1943 OK 15, 133 P.2d 880, 192 Okla. 78, 1943 Okla. LEXIS 77
CourtSupreme Court of Oklahoma
DecidedJanuary 12, 1943
DocketNo. 29456.
StatusPublished
Cited by6 cases

This text of 1943 OK 15 (Kurn v. Reese) is published on Counsel Stack Legal Research, covering Supreme Court of Oklahoma primary law. Counsel Stack provides free access to over 12 million legal documents including statutes, case law, regulations, and constitutions.

Bluebook
Kurn v. Reese, 1943 OK 15, 133 P.2d 880, 192 Okla. 78, 1943 Okla. LEXIS 77 (Okla. 1943).

Opinion

GIBSON, V. C. J.

This is an action for wrongful death prosecuted pursuant to the Employers’ Liability Act, 45 U. S. C. A. §§ 51-60.

The deceased was a locomotive engineer in the employment of the defendant railroad company. He drove his engine into defendant’s railway yards at Winfield, Kan., and collided with the rear end of a train standing on the main line.

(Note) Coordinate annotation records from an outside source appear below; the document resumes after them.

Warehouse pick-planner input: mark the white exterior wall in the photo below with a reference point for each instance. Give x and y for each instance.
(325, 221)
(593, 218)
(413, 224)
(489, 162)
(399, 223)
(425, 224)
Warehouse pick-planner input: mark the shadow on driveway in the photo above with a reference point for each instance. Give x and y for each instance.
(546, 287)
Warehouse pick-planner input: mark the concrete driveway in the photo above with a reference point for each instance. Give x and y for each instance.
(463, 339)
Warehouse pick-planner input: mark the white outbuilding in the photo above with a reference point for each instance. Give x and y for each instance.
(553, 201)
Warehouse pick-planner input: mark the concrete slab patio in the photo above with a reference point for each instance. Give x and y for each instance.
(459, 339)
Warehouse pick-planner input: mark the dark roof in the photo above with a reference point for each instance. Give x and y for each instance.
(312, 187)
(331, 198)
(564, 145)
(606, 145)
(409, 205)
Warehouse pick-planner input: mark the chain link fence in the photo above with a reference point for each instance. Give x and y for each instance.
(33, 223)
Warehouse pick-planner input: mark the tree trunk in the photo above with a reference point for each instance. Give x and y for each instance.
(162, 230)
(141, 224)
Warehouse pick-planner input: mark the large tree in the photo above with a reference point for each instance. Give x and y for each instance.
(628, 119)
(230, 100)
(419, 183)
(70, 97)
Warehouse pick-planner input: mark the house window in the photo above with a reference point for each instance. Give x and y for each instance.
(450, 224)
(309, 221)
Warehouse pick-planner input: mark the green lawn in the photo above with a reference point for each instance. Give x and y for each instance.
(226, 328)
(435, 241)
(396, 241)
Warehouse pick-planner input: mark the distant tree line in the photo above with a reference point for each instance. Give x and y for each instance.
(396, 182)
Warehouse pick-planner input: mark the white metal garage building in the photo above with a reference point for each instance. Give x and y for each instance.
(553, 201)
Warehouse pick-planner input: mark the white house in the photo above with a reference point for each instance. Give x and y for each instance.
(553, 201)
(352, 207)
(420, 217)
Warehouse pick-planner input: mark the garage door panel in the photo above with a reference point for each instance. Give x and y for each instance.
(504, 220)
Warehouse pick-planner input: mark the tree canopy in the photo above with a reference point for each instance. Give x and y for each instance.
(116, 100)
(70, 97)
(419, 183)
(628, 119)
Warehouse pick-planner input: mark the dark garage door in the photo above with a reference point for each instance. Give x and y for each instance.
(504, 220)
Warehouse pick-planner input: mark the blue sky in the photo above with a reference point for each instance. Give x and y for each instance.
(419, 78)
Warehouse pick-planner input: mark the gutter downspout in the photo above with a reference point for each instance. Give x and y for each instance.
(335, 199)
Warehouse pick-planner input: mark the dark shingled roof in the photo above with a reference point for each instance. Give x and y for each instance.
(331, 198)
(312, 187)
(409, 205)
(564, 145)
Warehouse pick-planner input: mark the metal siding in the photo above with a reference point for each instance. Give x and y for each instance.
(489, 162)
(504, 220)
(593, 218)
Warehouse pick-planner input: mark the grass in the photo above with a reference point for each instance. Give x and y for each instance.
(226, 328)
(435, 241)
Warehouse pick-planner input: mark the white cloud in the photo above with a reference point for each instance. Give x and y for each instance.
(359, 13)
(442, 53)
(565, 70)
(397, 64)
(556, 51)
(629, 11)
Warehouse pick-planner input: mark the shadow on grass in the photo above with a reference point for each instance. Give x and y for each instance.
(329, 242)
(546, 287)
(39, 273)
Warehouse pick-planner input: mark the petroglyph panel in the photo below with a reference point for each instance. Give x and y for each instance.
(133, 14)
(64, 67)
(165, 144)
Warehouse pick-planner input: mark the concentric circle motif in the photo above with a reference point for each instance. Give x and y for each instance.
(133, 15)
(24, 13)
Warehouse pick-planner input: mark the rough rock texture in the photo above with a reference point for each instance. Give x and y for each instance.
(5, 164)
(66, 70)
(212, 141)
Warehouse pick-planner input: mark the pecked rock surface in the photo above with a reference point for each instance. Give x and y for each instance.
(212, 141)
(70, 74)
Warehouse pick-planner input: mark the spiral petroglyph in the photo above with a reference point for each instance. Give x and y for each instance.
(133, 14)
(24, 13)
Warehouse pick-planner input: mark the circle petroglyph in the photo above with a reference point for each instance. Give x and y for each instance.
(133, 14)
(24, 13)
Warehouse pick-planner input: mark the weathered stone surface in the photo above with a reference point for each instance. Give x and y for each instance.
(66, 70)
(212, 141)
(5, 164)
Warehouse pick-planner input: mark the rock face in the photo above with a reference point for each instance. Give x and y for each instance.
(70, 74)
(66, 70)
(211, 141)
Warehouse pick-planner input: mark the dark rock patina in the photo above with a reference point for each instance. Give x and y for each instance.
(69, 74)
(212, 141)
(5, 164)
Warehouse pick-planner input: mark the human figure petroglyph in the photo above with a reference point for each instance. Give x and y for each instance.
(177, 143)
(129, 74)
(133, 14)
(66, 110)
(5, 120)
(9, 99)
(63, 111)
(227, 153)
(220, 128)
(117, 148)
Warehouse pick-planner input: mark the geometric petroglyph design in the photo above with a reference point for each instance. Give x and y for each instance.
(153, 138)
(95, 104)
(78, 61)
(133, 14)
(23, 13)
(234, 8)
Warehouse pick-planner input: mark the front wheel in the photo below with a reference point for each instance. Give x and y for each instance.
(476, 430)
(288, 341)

His death resulted.

Certain allegations of negligence were directed at the crew in charge of the train ahead, but the cause was sub *79 mitted to the jury wholly on the question of the comparative negligence of the deceased and that of his fellow servant, the fireman, as alleged in the respective pleadings of the parties. In this respect the plaintiff charged that the fireman was negligent in not maintaining a proper lookout, and in not warning the deceased of the presence of the train ahead, while defendant charged that the accident was the proximate result of deceased’s own negligence in not obeying certain specific rules directly applicable in the particular case.

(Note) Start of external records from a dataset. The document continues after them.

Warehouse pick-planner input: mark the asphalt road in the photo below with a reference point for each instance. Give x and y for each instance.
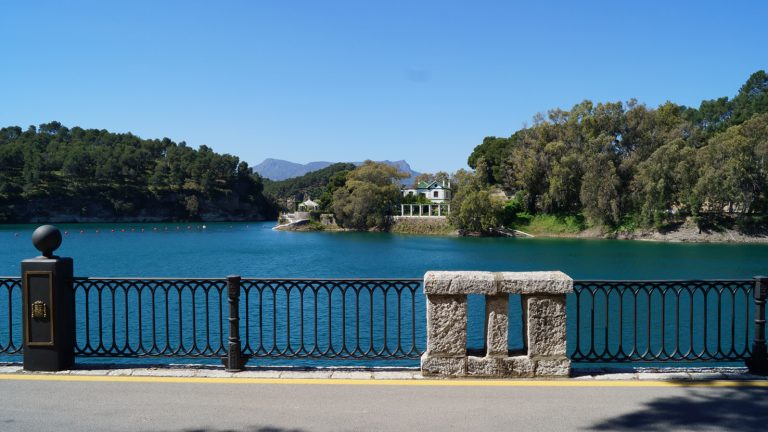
(257, 406)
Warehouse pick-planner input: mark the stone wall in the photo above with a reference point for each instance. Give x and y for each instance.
(543, 300)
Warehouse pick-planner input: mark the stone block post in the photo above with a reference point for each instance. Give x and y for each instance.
(543, 314)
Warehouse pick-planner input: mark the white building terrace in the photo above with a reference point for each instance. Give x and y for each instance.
(433, 191)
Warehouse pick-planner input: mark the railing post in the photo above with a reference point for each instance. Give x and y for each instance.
(543, 295)
(234, 361)
(758, 363)
(48, 305)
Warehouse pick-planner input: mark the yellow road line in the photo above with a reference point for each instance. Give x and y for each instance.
(380, 382)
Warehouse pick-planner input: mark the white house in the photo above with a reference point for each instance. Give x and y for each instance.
(309, 205)
(433, 191)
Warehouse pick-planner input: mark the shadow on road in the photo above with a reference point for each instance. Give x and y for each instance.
(250, 429)
(743, 409)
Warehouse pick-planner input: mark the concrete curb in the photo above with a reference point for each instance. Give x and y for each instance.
(187, 371)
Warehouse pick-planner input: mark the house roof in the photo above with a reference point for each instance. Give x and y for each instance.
(429, 185)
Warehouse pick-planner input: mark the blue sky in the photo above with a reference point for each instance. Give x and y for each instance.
(347, 81)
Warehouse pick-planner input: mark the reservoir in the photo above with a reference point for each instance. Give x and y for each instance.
(254, 250)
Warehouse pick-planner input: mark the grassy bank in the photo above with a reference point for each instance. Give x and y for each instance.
(423, 226)
(550, 225)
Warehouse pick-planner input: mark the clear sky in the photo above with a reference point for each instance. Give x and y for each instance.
(354, 80)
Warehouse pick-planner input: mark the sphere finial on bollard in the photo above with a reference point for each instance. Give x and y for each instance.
(46, 239)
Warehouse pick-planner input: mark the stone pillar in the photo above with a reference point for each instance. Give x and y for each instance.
(543, 300)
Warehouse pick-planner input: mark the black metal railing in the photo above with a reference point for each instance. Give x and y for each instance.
(661, 321)
(382, 319)
(333, 318)
(10, 322)
(370, 319)
(137, 317)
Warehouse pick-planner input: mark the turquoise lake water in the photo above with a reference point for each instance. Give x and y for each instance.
(254, 250)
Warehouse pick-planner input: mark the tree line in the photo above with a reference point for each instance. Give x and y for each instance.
(94, 174)
(626, 164)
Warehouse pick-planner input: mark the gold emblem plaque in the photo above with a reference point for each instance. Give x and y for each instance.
(38, 294)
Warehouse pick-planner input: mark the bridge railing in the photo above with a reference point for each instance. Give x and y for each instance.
(661, 321)
(630, 322)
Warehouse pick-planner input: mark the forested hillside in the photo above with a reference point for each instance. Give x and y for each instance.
(313, 184)
(627, 164)
(53, 173)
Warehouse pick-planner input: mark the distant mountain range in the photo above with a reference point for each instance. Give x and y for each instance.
(277, 169)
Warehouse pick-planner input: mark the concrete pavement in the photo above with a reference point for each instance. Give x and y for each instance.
(80, 401)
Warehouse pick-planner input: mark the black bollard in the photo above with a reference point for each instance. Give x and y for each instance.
(48, 305)
(758, 363)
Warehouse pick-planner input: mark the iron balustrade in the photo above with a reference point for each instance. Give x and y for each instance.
(10, 325)
(140, 317)
(383, 319)
(661, 321)
(372, 319)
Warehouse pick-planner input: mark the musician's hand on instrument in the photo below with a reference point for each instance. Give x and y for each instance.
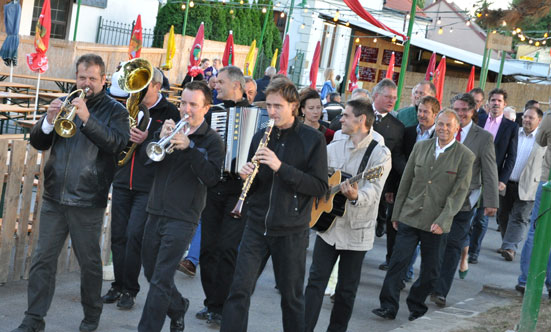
(246, 170)
(268, 157)
(137, 136)
(81, 109)
(55, 107)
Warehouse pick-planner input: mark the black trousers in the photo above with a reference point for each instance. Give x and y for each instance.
(407, 239)
(164, 242)
(128, 218)
(84, 227)
(451, 251)
(289, 258)
(350, 271)
(220, 237)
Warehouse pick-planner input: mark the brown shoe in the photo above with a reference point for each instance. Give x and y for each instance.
(187, 267)
(508, 254)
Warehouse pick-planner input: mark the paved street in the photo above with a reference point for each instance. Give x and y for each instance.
(265, 313)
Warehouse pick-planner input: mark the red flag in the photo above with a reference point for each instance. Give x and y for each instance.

Judgment for $3,750 was rendered on the verdict for plaintiff, and defendant appeals, charging error in the trial court’s refusal to direct a verdict.

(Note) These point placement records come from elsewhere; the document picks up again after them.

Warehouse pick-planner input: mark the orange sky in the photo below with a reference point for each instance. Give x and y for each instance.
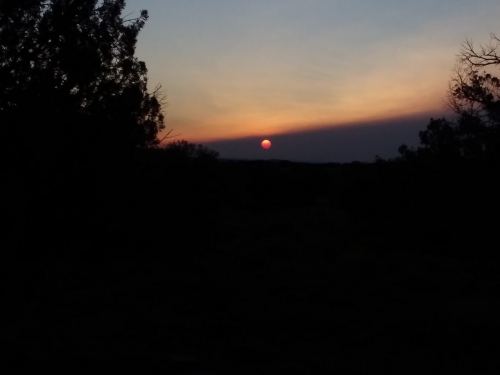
(232, 69)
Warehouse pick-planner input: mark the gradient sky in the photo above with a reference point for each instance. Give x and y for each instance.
(236, 70)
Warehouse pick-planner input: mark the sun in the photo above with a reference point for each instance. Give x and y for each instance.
(266, 143)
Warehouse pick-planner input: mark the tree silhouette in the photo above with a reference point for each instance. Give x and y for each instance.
(474, 97)
(71, 91)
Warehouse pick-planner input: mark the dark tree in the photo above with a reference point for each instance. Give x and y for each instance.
(474, 96)
(72, 93)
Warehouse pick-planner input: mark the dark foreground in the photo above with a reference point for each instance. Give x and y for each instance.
(259, 268)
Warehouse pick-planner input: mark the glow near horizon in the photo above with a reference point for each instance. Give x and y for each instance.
(235, 68)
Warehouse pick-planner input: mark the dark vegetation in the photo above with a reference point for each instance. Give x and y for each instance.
(123, 255)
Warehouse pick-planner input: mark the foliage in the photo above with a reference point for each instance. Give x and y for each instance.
(70, 87)
(474, 97)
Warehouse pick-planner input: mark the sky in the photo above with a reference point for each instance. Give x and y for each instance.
(324, 80)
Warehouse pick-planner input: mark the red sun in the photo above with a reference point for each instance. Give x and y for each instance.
(266, 144)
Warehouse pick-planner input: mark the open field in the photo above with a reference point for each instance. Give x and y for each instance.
(263, 267)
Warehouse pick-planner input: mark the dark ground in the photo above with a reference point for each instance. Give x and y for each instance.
(258, 268)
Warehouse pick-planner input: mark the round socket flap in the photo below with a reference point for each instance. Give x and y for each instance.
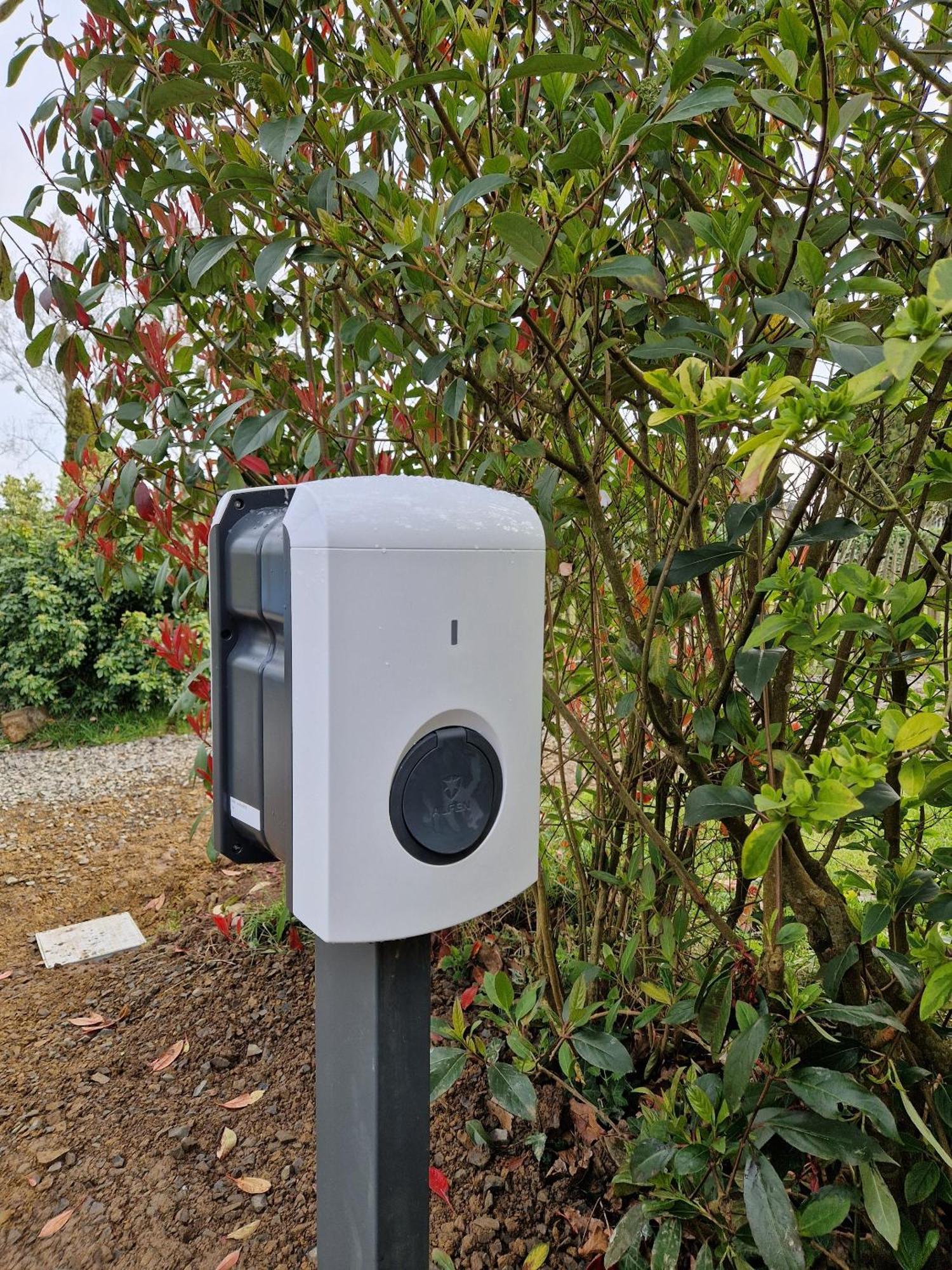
(446, 794)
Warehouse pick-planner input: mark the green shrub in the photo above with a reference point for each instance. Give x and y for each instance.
(64, 645)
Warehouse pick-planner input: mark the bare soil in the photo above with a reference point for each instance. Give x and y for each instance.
(87, 1126)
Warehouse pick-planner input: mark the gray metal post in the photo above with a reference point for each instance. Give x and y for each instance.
(373, 1104)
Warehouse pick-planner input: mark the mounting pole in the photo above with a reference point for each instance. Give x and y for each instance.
(373, 1104)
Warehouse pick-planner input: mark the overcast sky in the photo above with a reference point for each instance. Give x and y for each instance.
(26, 432)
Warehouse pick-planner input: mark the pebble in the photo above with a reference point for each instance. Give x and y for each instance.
(81, 775)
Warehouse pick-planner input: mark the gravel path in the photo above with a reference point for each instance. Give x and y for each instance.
(78, 775)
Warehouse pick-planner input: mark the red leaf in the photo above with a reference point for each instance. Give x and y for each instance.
(223, 924)
(169, 1057)
(440, 1186)
(144, 501)
(20, 295)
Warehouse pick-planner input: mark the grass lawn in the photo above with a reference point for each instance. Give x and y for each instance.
(106, 730)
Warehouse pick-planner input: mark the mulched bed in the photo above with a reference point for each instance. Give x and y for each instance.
(86, 1123)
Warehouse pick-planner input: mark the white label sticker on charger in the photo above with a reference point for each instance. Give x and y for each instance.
(248, 815)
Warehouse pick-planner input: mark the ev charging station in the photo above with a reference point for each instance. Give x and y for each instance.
(376, 714)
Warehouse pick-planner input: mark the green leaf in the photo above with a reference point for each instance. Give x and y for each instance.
(583, 153)
(667, 1247)
(793, 304)
(637, 272)
(279, 137)
(758, 848)
(771, 1216)
(17, 63)
(717, 803)
(512, 1090)
(525, 238)
(647, 1160)
(474, 190)
(602, 1050)
(824, 1090)
(875, 1015)
(446, 1069)
(940, 285)
(902, 356)
(374, 121)
(694, 565)
(743, 1055)
(880, 1205)
(625, 705)
(833, 801)
(550, 64)
(703, 101)
(256, 432)
(172, 95)
(939, 991)
(816, 1136)
(922, 1180)
(822, 1215)
(714, 1013)
(837, 967)
(838, 529)
(923, 1128)
(271, 260)
(781, 106)
(709, 37)
(499, 990)
(37, 349)
(629, 1234)
(454, 398)
(918, 731)
(756, 667)
(209, 255)
(876, 918)
(876, 799)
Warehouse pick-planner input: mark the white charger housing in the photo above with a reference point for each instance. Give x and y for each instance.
(413, 666)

In actions of this general character the employee cannot recover if his injury is attributable wholly to his own act, but recovery is not barred by his contributory negligence. If the injury results in whole or in part from the negligence of another of the defendant’s employees, the defendant is liable under the express terms of the act. The act not only abolished the fellow-servant rule, but provides that the contributory negligence of the injured employee “shall not bar a recovery, but the damages shall be diminished by the jury in proportion to the amount of negligence attributable to such employee.” Illinois Central Ry. Co. v. Skaggs, 240 U. S. 66, 36 S. Ct. 249, 60 L. Ed. 528. The inquiry, then, in the ordinary case is whether there was neglect on the part of the employer, and if the injury resulted in whole or in part from the negligence of another of its employees, the defendant is liable. Id.

Plaintiff concedes no act of negligence on the part of her intestate, but takes the position that the verdict is fully supported by the evidence of negligence on the part of the fireman, and is unassailable in view of the instructions whereby the question of the negligence of both the deceased and the fireman was left to the jury under the statute and general rule stated above.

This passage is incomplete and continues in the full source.